In Luke’s Gospel, Christ has been heading toward Jerusalem—and the Cross—since Luke 9:51. With every step, the tension builds, and Luke 13 only adds fuel to the fire. As He has done on previous occasions, to the dismay of the Jewish leaders, Jesus heals on the Sabbath. But Jesus doesn’t stop there. He calls His followers for a commitment to a kingdom where humble beginnings produce something of enormous and lasting value (cf. 13:18–21). As Jesus says, the door to this kingdom is narrow. The point is not how many can come in, or how many can come in at one time. The narrow door refers to the conditions necessary for admittance.
The warning “depart from me, all ye workers of iniquity” must have been, and should be, piercing to the soul (from vv. 26–27). Religious activity and ritual for ritual’s sake can numb us to what God is doing and saying and, even worse, can separate us from God.

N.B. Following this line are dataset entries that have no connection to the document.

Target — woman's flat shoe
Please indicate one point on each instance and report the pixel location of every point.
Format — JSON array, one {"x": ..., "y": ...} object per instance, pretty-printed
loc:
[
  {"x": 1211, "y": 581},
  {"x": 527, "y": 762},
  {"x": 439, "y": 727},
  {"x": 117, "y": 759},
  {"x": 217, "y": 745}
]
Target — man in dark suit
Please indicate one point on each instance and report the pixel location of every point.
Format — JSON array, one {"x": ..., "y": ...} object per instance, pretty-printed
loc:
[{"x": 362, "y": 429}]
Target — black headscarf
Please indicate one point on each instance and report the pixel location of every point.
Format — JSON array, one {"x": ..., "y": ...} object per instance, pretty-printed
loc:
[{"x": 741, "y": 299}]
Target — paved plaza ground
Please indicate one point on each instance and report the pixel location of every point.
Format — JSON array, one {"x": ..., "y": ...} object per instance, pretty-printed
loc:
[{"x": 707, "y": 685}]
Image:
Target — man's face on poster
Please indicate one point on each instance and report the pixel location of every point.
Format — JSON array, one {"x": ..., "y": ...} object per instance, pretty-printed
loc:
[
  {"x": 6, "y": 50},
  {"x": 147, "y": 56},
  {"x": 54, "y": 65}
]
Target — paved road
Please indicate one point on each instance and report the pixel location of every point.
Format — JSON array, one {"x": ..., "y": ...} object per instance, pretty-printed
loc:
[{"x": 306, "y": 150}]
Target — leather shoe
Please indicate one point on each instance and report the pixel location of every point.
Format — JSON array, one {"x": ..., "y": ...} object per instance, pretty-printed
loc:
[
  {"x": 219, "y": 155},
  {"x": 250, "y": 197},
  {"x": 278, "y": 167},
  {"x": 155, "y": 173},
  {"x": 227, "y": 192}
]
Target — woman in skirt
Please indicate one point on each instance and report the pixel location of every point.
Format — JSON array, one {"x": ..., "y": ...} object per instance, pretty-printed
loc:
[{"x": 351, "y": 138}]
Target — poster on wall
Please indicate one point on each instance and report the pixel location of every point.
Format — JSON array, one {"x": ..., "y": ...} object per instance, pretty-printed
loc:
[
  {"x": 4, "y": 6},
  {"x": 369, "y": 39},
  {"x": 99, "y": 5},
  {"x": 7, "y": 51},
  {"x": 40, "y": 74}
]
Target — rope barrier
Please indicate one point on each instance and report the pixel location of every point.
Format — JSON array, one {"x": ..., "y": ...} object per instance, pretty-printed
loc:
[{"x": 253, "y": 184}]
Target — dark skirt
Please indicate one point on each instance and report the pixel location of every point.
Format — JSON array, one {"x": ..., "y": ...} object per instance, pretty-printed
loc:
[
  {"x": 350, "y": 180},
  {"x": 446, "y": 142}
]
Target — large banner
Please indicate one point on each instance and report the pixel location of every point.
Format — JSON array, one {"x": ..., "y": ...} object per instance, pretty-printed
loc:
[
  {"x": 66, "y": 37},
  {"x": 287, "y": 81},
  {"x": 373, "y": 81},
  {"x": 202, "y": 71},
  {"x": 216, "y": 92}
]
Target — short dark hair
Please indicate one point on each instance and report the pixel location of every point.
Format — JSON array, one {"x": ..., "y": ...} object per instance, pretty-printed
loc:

Luke then presents Christ’s way of using a lesson on humility and the attitudes of the heart by exposing how superficial the actions of some in His audience are at common social events such as a wedding, a breakfast, a dinner, or a banquet.
How can stories like this parable help us teach and learn valuable life lessons in a different way?
- Humility is Not Self-Gratifying (Luke 14:7–9)
- Humility Waits for Recognition (vv. 10–11)
- Humility Seeks Out Humility (vv. 12–14)
1. Humility is Not Self-Gratifying (Luke 14:7–9)
Jesus saw the guests pick high places of honor so that they could be seen. In response, He taught a valuable lesson through a parable. Jesus often used parables to bring about not only spiritual but cultural change in the audience’s behavior.
In the parable Jesus refers to a wedding and guests who are invited (v. 8). A wedding at that time was not a simple one-day event shared between two new families; it was a celebration that lasted several days and constituted an already established or planned relationship. Family members and townspeople could be invited. Even Jesus did not go into such a setting and assume that He would be the center of attention (John 2:1–11). It was not His celebration! The place of honor would be set for the bride and bridegroom, not those in attendance.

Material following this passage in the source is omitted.